I'm skipping some of the output which looks rather similar.
I can now scan through this complex deeply nested data structure and find that no documents are stored in all of these nested buckets. But this seems rather cumbersome. I guess there might be a better (more straight-forward) way of doing this.
Also, if I want to check more than four fields, this nested structure will grow and grow and grow. So it does not scale very well and I want to avoid this.
Can I improve my solution so that I do get a simple list of all documents which are duplicates? (Maybe the ones which are duplicates of each other grouped together somehow.) or is there a completely different approach (such as without aggregation) which does not have the drawbacks I described here?
EDIT: I found an approach using the script feature of ES here, but in my version of ES this returns just an error message.
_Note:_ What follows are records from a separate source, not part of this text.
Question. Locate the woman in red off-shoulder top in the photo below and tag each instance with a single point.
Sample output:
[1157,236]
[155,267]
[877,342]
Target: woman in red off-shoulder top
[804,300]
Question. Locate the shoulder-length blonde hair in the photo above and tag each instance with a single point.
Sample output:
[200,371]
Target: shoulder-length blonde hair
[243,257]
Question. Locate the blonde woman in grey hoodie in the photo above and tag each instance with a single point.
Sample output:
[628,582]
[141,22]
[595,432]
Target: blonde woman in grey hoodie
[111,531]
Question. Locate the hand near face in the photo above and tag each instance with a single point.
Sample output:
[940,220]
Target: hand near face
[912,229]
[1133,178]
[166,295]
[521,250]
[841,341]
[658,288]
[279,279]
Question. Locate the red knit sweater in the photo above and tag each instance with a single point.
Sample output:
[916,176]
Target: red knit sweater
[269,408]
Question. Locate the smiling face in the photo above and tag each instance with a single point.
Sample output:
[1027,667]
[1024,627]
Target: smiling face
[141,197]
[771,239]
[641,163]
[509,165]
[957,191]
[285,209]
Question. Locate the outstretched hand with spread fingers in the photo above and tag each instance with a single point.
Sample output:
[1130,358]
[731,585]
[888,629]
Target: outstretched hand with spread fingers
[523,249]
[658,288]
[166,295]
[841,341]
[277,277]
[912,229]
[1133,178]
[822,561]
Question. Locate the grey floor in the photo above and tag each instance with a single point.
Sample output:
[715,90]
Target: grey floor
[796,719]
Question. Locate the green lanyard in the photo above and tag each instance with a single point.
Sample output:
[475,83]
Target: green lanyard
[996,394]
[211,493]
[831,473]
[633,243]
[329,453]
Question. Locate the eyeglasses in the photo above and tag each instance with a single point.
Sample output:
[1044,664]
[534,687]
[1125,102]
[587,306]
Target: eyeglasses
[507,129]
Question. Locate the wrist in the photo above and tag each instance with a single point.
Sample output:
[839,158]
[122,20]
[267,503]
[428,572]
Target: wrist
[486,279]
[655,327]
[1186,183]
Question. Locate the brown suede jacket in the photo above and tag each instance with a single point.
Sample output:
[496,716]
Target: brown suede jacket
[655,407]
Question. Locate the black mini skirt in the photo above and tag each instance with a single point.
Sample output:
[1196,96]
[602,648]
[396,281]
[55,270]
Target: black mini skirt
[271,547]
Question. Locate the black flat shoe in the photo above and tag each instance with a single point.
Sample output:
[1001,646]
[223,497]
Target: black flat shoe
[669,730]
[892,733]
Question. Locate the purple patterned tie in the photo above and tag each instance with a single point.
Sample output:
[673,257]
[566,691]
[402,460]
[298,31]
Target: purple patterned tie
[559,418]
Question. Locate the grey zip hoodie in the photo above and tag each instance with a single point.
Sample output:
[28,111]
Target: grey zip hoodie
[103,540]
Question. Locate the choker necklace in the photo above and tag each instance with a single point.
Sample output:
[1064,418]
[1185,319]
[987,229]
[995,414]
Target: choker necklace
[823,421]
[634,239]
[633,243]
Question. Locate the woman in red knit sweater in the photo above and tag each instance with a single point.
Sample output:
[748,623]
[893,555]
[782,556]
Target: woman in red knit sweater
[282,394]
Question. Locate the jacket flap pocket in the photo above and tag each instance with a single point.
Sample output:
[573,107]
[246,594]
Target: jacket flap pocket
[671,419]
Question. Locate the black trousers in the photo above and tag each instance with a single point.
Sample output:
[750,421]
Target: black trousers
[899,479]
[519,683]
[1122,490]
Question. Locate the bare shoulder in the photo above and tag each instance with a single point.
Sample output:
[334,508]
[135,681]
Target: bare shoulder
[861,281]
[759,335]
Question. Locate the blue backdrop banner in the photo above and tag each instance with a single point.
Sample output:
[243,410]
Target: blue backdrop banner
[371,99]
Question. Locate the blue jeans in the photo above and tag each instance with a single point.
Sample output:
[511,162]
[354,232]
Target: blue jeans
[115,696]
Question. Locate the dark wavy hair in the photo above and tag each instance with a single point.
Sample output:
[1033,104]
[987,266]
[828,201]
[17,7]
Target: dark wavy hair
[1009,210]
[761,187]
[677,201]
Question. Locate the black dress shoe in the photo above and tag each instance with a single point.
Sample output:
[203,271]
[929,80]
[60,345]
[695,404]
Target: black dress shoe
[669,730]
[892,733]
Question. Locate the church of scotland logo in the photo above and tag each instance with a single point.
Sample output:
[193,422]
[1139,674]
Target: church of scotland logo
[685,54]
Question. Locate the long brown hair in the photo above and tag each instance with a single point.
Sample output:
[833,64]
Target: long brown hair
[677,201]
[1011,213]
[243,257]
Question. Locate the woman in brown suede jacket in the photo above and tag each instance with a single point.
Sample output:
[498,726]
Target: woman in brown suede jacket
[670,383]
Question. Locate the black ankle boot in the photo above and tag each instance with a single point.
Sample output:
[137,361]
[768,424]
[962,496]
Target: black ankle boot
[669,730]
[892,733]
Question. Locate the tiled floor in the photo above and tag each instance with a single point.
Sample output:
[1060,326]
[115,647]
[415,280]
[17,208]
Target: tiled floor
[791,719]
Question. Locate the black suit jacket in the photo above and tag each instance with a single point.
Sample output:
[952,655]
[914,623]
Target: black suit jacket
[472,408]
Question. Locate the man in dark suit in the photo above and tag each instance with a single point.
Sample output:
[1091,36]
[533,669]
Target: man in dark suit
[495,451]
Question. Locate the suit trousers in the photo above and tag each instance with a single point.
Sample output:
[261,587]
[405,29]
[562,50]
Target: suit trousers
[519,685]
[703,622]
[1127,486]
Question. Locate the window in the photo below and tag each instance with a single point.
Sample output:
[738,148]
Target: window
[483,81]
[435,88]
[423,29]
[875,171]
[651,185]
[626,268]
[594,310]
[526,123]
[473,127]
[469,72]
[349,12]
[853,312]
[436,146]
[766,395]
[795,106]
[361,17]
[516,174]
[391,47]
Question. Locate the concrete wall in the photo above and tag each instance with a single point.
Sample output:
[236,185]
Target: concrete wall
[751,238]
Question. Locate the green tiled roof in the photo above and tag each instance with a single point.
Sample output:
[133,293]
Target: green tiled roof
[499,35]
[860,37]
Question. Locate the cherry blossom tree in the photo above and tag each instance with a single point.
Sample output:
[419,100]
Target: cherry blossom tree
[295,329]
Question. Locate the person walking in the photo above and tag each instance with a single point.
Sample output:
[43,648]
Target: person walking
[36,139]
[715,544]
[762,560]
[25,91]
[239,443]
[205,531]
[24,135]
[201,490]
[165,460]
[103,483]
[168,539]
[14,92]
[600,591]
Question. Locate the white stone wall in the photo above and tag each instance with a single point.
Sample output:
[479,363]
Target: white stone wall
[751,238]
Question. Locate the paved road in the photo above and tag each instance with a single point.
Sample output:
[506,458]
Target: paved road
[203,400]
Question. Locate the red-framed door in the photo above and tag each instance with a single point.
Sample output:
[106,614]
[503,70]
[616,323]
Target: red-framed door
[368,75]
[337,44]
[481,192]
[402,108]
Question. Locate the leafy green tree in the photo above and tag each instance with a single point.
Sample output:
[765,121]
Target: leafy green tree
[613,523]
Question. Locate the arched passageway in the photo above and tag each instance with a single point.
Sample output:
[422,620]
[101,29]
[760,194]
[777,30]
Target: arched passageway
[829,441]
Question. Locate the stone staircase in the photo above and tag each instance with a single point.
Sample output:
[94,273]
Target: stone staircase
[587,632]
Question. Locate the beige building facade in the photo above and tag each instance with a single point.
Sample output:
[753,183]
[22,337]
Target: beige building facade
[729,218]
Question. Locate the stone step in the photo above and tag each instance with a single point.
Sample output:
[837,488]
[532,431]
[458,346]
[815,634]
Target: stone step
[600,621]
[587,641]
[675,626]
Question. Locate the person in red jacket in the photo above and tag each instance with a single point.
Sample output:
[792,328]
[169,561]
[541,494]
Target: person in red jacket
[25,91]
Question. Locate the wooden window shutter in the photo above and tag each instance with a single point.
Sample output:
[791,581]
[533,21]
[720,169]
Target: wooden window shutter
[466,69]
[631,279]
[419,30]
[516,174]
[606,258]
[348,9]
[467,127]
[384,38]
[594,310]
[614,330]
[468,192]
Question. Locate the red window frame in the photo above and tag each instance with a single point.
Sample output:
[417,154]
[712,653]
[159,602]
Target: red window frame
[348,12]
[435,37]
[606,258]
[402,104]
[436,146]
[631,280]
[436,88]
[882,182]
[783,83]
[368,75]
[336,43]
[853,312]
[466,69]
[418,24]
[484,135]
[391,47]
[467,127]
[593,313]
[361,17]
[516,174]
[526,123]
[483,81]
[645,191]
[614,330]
Maybe someone can point out to me how to do it in ES 5.0? My trials up to now did not work.
EDIT: I found a way to use a script for my approach which uses the modern way (language "painless"):
{
"size": 0,
"aggs": {
"duplicateFOO": {
"terms": {
"script": {
"lang": "painless",
"inline": "doc['FIELD1'].value + doc['FIELD2'].value + doc['FIELD3'].value + doc['FIELD4'].value"
},
"min_doc_count": 2
}
}
}
}
This seems to work for very small amounts of data and results in an error for realistic amounts of data (circuit_breaking_exception: [request] Data too large, data for [<reused_arrays>] would be larger than limit of [6348236390/5.9gb]). Any idea on how I can fix this? Probably adjust some configuration of the ES to make it use larger internal buffers or similar?
There does not seem to be a proper solution for my situation which avoids the nesting in a general way.
Fortunately three of my four fields have a very limited value range; the first can only be 1 or 2, the second can be 1, 2, or 3 and the third can be 1, 2, 3, or 4. Since these are just 24 combinations I currently go with filtering one 24th out of the complete data set before applying the aggregation, then of just one (the remaining fourth field). I then have to apply all actions 24 times (once with each combination of the three limited fields mentioned above), but this is still more feasible than handling the complete data set at once.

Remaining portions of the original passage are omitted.